Chapter 4
Methodology
4.1
Source of Data The purpose of this section is to give an overview about the data that will be used for this study which is the Family Income and Expenditures Survey (FIES) 1997.
4.1.1 General Background The Family Income and Expenditures Survey (FIES) 1997 is a nationwide survey with two visits per survey period on the same households conducted by the National Statistics Office (NSO) every three years. The objectives of the survey are as follows: a. to gather data on family income and family living expenditures and related information affecting income and expenditure levels and patterns in the Philippines; b. to determine the sources of income and income distribution, levels of living and spending patterns, and the degree of inequality among families, c. to provide benchmark information to update weights in the estimation of consumer price index and
d. to provide information in the estimation of the country's poverty threshold and incidence.
4.1.2 Sampling Design and Coverage The sampling design method for the FIES 1997 is a stratified multi – stage sampling design consisting of 3,416 Primary Sampling Units (PSU’s) for the provincial estimate with as subsample of 2,247 PSU’s as a master sample for the regional level estimates. (National Statistics Office [NSO], 1997-2005)

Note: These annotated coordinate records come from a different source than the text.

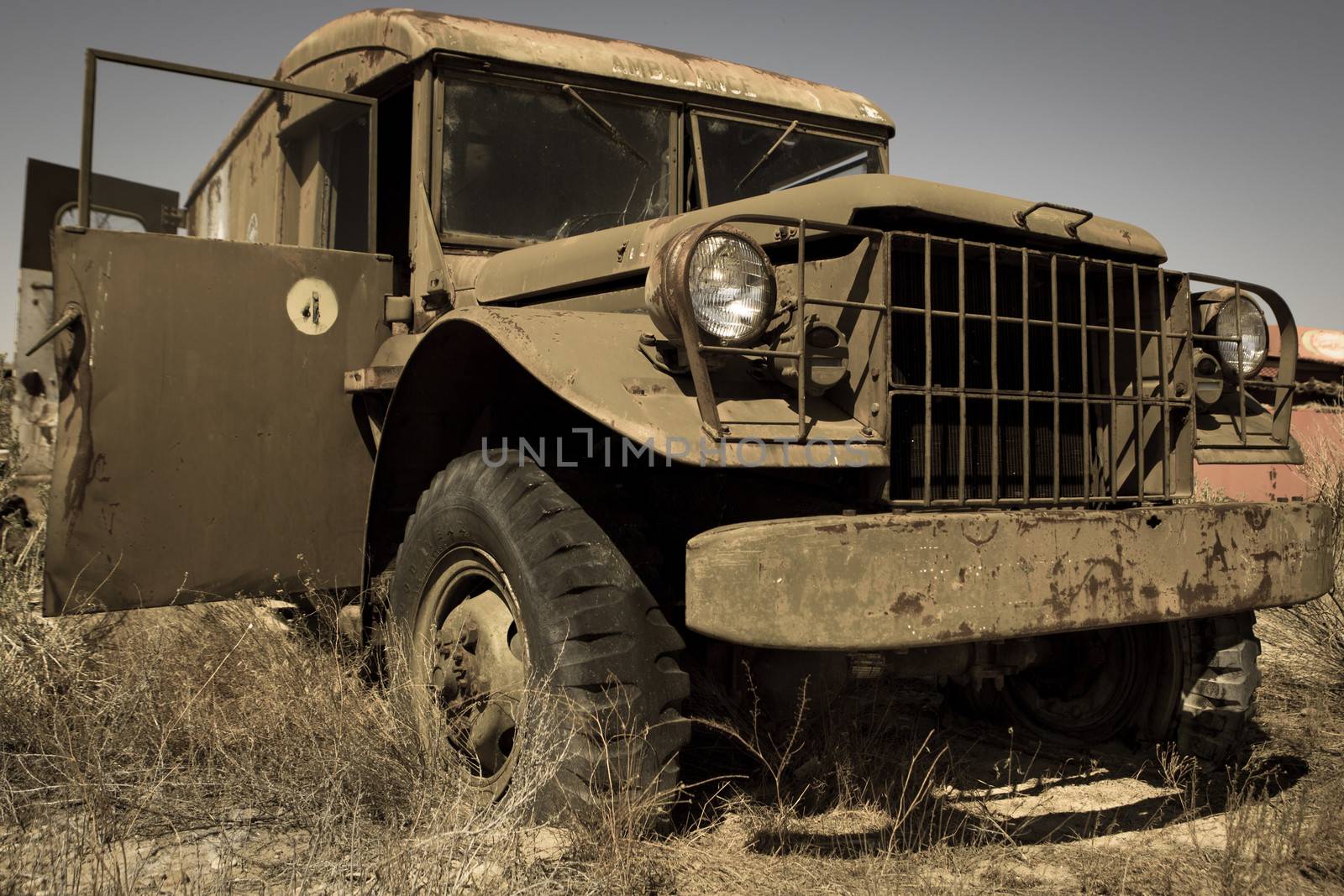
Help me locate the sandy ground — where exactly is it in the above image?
[0,607,1333,893]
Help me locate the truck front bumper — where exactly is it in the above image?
[685,504,1335,650]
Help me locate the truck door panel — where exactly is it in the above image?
[45,228,392,616]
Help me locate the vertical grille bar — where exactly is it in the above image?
[1232,280,1246,445]
[1129,265,1147,501]
[1158,267,1172,498]
[957,239,969,501]
[990,246,1001,504]
[1078,259,1093,498]
[1050,255,1059,502]
[795,219,808,442]
[921,233,932,504]
[1020,249,1031,502]
[1106,260,1120,500]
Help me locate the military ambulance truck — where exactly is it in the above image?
[29,9,1333,806]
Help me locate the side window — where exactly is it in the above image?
[281,116,368,251]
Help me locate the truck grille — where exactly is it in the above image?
[890,233,1194,505]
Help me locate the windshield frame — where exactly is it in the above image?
[428,62,685,250]
[688,107,889,207]
[433,51,890,254]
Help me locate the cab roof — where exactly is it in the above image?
[277,9,892,134]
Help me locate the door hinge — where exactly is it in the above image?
[161,206,186,233]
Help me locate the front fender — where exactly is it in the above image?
[367,307,885,574]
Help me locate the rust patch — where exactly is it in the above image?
[966,520,999,548]
[890,591,923,616]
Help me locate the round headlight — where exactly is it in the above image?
[687,231,774,345]
[643,224,774,347]
[1212,296,1268,379]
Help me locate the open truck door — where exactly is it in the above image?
[43,51,394,616]
[3,159,177,520]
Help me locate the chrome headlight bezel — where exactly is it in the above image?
[1207,294,1268,380]
[643,224,777,348]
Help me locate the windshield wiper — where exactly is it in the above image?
[560,85,650,168]
[732,121,798,192]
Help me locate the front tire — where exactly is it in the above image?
[388,453,690,817]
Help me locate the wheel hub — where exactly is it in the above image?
[430,576,527,778]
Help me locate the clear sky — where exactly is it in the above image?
[0,0,1344,352]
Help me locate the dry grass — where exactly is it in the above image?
[8,411,1344,896]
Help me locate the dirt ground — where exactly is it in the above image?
[8,590,1344,893]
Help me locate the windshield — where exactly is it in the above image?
[695,114,882,206]
[439,81,675,240]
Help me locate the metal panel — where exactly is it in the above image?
[685,502,1333,650]
[45,228,392,616]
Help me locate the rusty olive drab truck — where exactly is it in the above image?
[26,9,1333,800]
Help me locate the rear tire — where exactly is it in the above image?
[387,453,690,817]
[950,612,1259,766]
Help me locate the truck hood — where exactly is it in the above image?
[473,175,1167,302]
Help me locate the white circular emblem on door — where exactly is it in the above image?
[285,277,340,336]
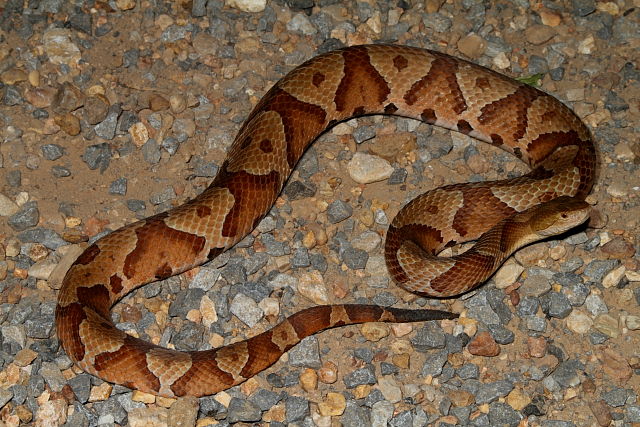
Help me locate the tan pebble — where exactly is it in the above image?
[458,33,487,58]
[15,405,33,427]
[13,348,38,367]
[116,0,136,10]
[540,10,562,27]
[240,377,260,396]
[29,243,49,262]
[54,113,80,136]
[129,122,149,147]
[213,391,231,408]
[494,258,524,289]
[131,390,156,403]
[587,400,613,426]
[524,24,556,45]
[127,407,168,427]
[467,331,500,357]
[597,348,633,385]
[527,337,547,357]
[353,384,371,399]
[506,388,531,411]
[593,314,620,338]
[149,93,171,111]
[565,309,593,334]
[298,271,329,305]
[0,68,27,85]
[302,231,316,249]
[318,362,338,384]
[27,70,40,87]
[196,417,219,427]
[300,368,318,393]
[258,297,280,320]
[64,216,82,228]
[89,383,113,402]
[602,265,627,288]
[24,86,57,108]
[360,323,389,342]
[187,309,202,323]
[318,392,347,416]
[391,353,411,369]
[549,245,567,261]
[262,403,287,423]
[200,295,218,328]
[391,323,413,338]
[447,390,476,408]
[169,95,187,114]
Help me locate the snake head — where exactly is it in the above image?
[530,196,591,237]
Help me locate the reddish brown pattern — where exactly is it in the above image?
[335,48,391,117]
[56,45,596,396]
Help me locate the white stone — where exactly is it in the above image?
[225,0,267,13]
[347,153,393,184]
[566,310,593,334]
[602,265,627,288]
[0,193,20,216]
[493,259,524,289]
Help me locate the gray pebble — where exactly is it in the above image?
[489,325,515,345]
[475,380,513,404]
[540,292,572,319]
[82,142,111,172]
[284,180,317,200]
[149,187,176,206]
[249,388,282,411]
[343,365,378,388]
[411,322,445,353]
[526,316,547,332]
[327,200,353,224]
[69,373,91,403]
[552,359,584,388]
[584,259,620,282]
[340,400,371,427]
[7,201,40,231]
[584,294,609,316]
[109,178,127,196]
[93,397,127,424]
[51,165,71,178]
[94,104,122,141]
[516,296,540,317]
[420,350,449,377]
[285,396,310,423]
[624,405,640,423]
[342,246,369,270]
[289,336,322,369]
[172,322,205,351]
[353,126,376,144]
[456,363,480,380]
[142,138,162,165]
[40,144,64,160]
[571,0,596,17]
[227,397,262,423]
[602,387,635,408]
[126,199,147,212]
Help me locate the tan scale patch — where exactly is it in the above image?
[146,347,191,395]
[216,341,249,381]
[271,320,300,352]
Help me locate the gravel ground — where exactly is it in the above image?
[0,0,640,427]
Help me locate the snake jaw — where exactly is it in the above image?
[532,197,591,238]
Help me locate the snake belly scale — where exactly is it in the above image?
[56,45,596,397]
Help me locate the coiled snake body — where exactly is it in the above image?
[56,45,595,396]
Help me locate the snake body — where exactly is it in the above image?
[56,45,595,397]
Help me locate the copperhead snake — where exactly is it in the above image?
[56,45,596,397]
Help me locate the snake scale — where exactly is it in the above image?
[56,45,596,397]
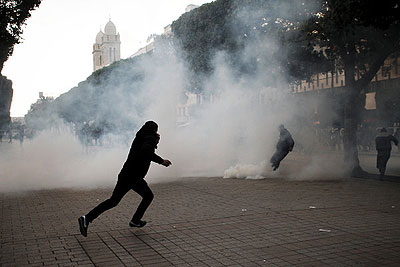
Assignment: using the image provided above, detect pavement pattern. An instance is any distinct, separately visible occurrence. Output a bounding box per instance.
[0,173,400,266]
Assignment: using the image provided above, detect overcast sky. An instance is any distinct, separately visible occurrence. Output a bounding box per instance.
[2,0,212,117]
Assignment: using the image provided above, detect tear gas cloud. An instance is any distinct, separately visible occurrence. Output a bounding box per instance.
[0,0,341,192]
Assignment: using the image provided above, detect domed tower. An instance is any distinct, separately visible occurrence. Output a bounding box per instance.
[93,20,121,71]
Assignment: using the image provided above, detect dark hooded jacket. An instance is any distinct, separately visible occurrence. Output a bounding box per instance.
[119,121,163,181]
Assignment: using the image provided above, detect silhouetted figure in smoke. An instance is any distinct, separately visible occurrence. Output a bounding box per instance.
[78,121,171,236]
[270,124,294,171]
[375,128,398,179]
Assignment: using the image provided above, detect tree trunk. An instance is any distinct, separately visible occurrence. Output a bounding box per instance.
[343,89,363,176]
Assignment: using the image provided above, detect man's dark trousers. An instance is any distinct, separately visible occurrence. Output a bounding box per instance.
[86,176,154,223]
[270,149,289,168]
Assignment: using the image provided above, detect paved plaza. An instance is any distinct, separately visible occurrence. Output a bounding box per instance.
[0,154,400,266]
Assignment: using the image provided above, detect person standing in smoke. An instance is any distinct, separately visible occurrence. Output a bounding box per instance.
[270,124,294,171]
[78,121,171,237]
[375,128,399,179]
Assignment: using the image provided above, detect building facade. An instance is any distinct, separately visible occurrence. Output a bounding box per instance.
[93,20,121,71]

This multi stage sampling design involved three stages. First is the selection of sample barangays. Second is the selection of sample enumeration areas, which is a physically delineated portion of the barangay. This was followed by a selection of sample households. The sampling frame and stratification of the three stages were based on the 1995 Census of Population (POPCEN) and 1990 Census of Population and Housing (CPH). From this method, a sample of 41,000 households participated in this survey. (NSO, 1997-2005)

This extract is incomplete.